Many have already had a heart attack, suffer from a clotting disorder or excessively high blood sugar. Here in Dresden, they are prepared for exactly these patients. To successfully provide them with an artificial joint, the endoprosthetists cooperate with specialists in heart, kidney, or vascular diseases from other clinics on the Uni Campus, affirms Günther. "Maybe we can't offer the luxury of a private clinic – but we score with a high level of medical safety." In late 2019, an even more improved treatment path was introduced with the "OptiTEP" procedure, which aims for optimal patient recovery following surgical interventions.
The Dresden team also takes care of patients whose joints are severely deformed.
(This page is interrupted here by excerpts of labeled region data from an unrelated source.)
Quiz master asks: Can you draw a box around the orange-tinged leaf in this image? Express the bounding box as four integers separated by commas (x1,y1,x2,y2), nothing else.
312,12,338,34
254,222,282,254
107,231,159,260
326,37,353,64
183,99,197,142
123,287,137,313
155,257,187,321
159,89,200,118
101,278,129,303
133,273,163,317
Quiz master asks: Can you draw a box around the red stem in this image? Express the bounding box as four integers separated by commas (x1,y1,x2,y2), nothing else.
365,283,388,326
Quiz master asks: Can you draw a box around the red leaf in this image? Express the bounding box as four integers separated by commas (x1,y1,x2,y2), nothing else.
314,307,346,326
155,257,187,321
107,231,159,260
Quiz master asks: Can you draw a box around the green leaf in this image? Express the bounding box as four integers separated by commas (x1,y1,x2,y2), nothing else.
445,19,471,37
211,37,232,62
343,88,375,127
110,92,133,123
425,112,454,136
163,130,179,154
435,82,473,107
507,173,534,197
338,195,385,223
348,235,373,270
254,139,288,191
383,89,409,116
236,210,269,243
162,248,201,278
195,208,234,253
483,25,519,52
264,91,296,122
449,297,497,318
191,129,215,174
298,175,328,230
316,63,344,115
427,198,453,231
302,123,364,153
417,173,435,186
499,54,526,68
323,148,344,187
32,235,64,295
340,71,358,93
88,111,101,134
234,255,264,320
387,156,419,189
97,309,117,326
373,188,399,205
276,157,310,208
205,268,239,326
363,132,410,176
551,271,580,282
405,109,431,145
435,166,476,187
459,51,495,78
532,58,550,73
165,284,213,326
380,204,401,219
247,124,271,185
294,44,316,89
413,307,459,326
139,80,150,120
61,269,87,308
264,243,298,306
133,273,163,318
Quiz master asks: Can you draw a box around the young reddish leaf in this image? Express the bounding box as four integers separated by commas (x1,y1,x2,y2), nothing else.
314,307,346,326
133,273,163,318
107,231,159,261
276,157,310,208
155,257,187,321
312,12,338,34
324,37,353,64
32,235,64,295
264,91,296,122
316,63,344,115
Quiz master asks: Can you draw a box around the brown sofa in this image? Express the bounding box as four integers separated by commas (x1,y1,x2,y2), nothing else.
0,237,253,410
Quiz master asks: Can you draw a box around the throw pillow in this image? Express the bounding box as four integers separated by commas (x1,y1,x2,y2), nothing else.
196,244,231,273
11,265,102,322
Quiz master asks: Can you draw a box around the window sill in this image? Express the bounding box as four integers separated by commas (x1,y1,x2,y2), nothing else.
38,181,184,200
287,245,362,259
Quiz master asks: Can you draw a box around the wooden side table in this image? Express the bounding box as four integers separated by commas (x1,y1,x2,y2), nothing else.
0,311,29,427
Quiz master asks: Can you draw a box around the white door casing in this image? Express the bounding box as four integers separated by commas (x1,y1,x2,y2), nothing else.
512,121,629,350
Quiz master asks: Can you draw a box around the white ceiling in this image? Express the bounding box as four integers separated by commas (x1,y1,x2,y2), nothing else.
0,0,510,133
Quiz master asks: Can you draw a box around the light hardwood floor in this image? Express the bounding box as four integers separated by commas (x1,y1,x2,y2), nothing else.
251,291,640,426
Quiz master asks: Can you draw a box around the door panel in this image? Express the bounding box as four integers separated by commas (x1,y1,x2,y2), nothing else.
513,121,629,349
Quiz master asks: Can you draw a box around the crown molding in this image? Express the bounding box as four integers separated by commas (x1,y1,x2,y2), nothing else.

This expertise is in constant demand, because especially in Saxony, an above-average number of people suffer from a congenital malformation of the hip socket, says clinic director Günther. Another specialty of the clinic is the endoprosthetic care of post-traumatic knee osteoarthritis, as it occurs after injuries and accidents. In other clinics, the proportion of such patients is one to two percent; in Dresden, it is ten percent. Especially in complicated knee conditions, the knee endoprosthetists around Professor Jörg Lützner, head of the Endoprosthetics Center at OUC, like to use computer-assisted navigation. Lützner has a clear goal: "By using the computer, we manage to place the artificial joint more precisely and reliably."
This creates optimal conditions for a long durability of the artificial knee. However, the special expertise of the Dresden endoprosthetics team not only concerns primary surgeries but also the replacement of loosened and infected implants. Due to the high specialization in the OUC and a supraregional catchment area, their proportion is increasing. "With a certified bone bank for complicated revision surgeries, the extensive range of special implants, and the special experience of our surgeons on both the knee and hip joints, patients are excellently cared for here," explains Lützner.
"With us, both orthopedists and trauma surgeons contribute their expertise to the treatment of patients."
Such statements can also be backed up with numbers by the Dresden joint specialists, because the doctors at the Endoprosthetics Center know their patients as well as hardly any other clinic in Germany. Already in 2005 – almost ten years before the national endoprosthetics register – the Dresden hip register started. Since then, all patients have been thoroughly checked over before and after the operation, and numerous data have been collected anonymously: about the implant used, activities with the old joint, and quality of life with the new joint.
"These data reveal prognostic factors for a good surgery outcome," explains Lützner. Today, it is known that an optimistic patient is later more satisfied with an implant than a pessimistic one: "The patient's attitude towards an artificial joint has more influence on its functionality than the choice of the implant or the access route." The results would vary by up to ten percent depending on the mood of the patients.
Another mosaic stone, which according to Dresden research contributes to a satisfying life with the artificial joint, is the competence and knowledge of the patients. Accordingly, the information offering for those interested in surgery is extensive. For example, at the info evenings, former patients describe the treatment processes in the endoprosthetics center. Günther and Lützner are convinced of this concept: "Who knows what to expect will have more success experiences with their new joint."